2 POURQUOI ENFERMER ?

Historiquement, la prison et l’internement des indésirables visent, chacun à sa manière, des formes de déviance par rapport à la norme. Le rôle de l’enfermement est, avant tout, de protéger la société contre des individus considérés comme dangereux pour l’ordre public, pour les « bonnes mœurs «. L’enfermement constitue donc une parade collective contre une menace jugée extérieure et radicalement « autre «. Aussi, selon les périodes et les morales dominantes, l’enfermement a-t-il revêtu des formes diverses et touché différentes classes d’individus.

En Europe, et particulièrement en France, jusqu’aux débuts de l’Ancien Régime, l’isolement social est bien souvent un emprisonnement temporaire avant l’exécution du châtiment : en ce sens, il n’a pas pour objectif l’amendement de l’individu, mais simplement l’incarcération de celui qui est assigné en justice. Avec la codification de la société sous les hospices des « bonnes mœurs «, l’enfermement devient un moyen de surveillance permanent ; opposants au pouvoir et marginaux sont les premiers à relever de cette nouvelle forme d’isolement social. Dans son sens contemporain, l’enfermement n’émerge qu’après la remise en cause des peines et supplices ancestraux par les philosophes des Lumières et, dans leur sillage, par les révolutionnaires de 1789. La stratégie visée devient alors celle de la punition, puis de la correction. L’enfermement est aujourd’hui conçu comme une mesure provisoire idéalement tendue vers la réintégration des individus temporairement internés : dans les cas d’internement psychiatrique et d’incarcération judiciaire, le sujet détenu, capable de guérison ou d’amendement, reste donc destiné à la réinsertion.

3 L’ENFERMEMENT COMME MOYEN DE CHÂTIMENT
3.1 Origines de l’enfermement répressif

Dans la Grèce et dans la Rome antiques, la prison n’est pas d’un usage très répandu : on lui préfère de beaucoup l’atimie (privation des droits civiques), le bannissement ou l’exil, voire la peine capitale.
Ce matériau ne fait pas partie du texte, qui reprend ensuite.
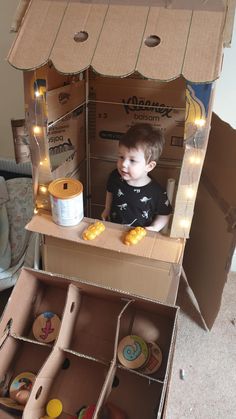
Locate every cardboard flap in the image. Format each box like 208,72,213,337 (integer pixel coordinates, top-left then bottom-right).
8,0,229,82
137,7,192,80
183,11,225,82
92,6,149,76
9,0,68,70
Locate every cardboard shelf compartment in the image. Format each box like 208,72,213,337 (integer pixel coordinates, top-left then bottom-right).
0,268,178,419
26,213,185,304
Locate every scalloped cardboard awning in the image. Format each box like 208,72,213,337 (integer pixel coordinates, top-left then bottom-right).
8,0,234,83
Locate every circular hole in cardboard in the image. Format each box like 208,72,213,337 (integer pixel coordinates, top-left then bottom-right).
144,35,161,48
35,386,43,400
61,358,70,370
74,31,88,42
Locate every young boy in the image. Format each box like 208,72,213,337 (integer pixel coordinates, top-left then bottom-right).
101,123,172,231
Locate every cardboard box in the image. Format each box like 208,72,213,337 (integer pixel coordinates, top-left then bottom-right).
0,269,178,419
8,0,235,327
26,214,185,304
90,157,181,218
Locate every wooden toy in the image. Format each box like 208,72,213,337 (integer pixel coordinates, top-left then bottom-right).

En définitive, la mort sociale de l’individu suffit à défendre la cohésion du groupe. Dans ces sociétés, l’enfermement tient lieu principalement de détention préventive, de contrainte par corps ou de lieu de torture. Mais si les cités antiques s’opposent à la pratique de l’enfermement pour les citoyens prévenus, lesquels sont confiés à la garde de particuliers, elles n’hésitent pourtant pas à emprisonner les étrangers et les esclaves assignés en justice ; et cet usage laisse supposer que, de façon tacite, les citoyens sont alors conviés à l’exil. Il existe donc des prisons dans le monde antique. Celles des Hellènes sont fort mal connues : on sait simplement que la prison d’Athènes est placée sous la surveillance d’un conseil de magistrats, les Onze. À Syracuse, les Latomies — anciennes carrières situées au cœur de la ville — servent à parquer les prisonniers. À Rome, sur le forum, la Mamertine accueille les criminels et les prisonniers politiques : c’est dans sa prison souterraine construite sous Servius Tullius, le Tullianum, qu’a été exécuté le chef gaulois Vercingétorix.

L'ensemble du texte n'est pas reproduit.